Wren wasn't scared. Wren wasn't worried. Bloody, dressed in black and eyes smudged dark, Luke didn't scare her. Luke could kill this entire roomful of people, and he wouldn't scare her. She just waited for him to notice her there, amid the waterfall of white powder, and she watched him with wide grey eyes once he did notice. Calm, calm, calm and everything was okay. She stayed still as his fingers traced her cheeks, as they dipped lower in search of the beating of her heart. She didn't ask how he'd known to come, how he'd known at all; she would ask, but eventually, not now. Now, she stood quiet as his fingers slid back up, as his palms pressed against her cheeks, and as he cupped her face in his hand.
Maybe she should pretend he wasn't him. Maybe she should pretend, so that Saint didn't know. She couldn't remember there, standing in bright yellow amid puddles of blood and still bodies, if Saint had ever met Luke. Maybe, she thought, at some holiday. But maybe he wouldn't remember, and maybe she could pretend. But Luke mouthed that declaration, and she forgot about pretending. "Je t'aime," she whispered.
Luke's head tipped to the side, and she watched as he regarded the man across the room. "Nothing bad happened," was her response once Luke looked back, calming and quiet and sure. They would have killed both her and Saint, but they hadn't, and they wouldn't now.

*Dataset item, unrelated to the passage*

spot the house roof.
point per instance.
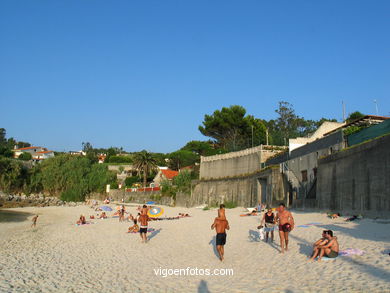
(365, 120)
(169, 174)
(28, 148)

She really, really hoped Saint wouldn't need to die, though; she liked him.
She leaned against Luke, blood marring the hem of her bright yellow sundress, and she looked over her shoulder to watch as Saint spoke to the children.
"Nowhere to go," the oldest child said, and Wren knew how that was.
On the streets, people freed children from places like this, but sometimes there was nowhere better, sometimes there was nowhere else. Here, there was food and pallets for sleeping. In the system, in the system it was worse. Foster home to foster home, and bad things always happened. She looked at the boy with the curls, the one with no shoes, and he reminded her of Gus a little. She bit her lip, and she looked up at Luke. "Is there anything we can do?" she asked.
She should be concentrating on the men around them, thinking about them, about the things they'd seen. But she wasn't very practical. She pressed the tip of her sandal to Luke's shoe, and she looked back to Saint. "We can go, Saint. We don't need to tell anyone." Protective. It sounded like a suggestion, but maybe it wasn't really.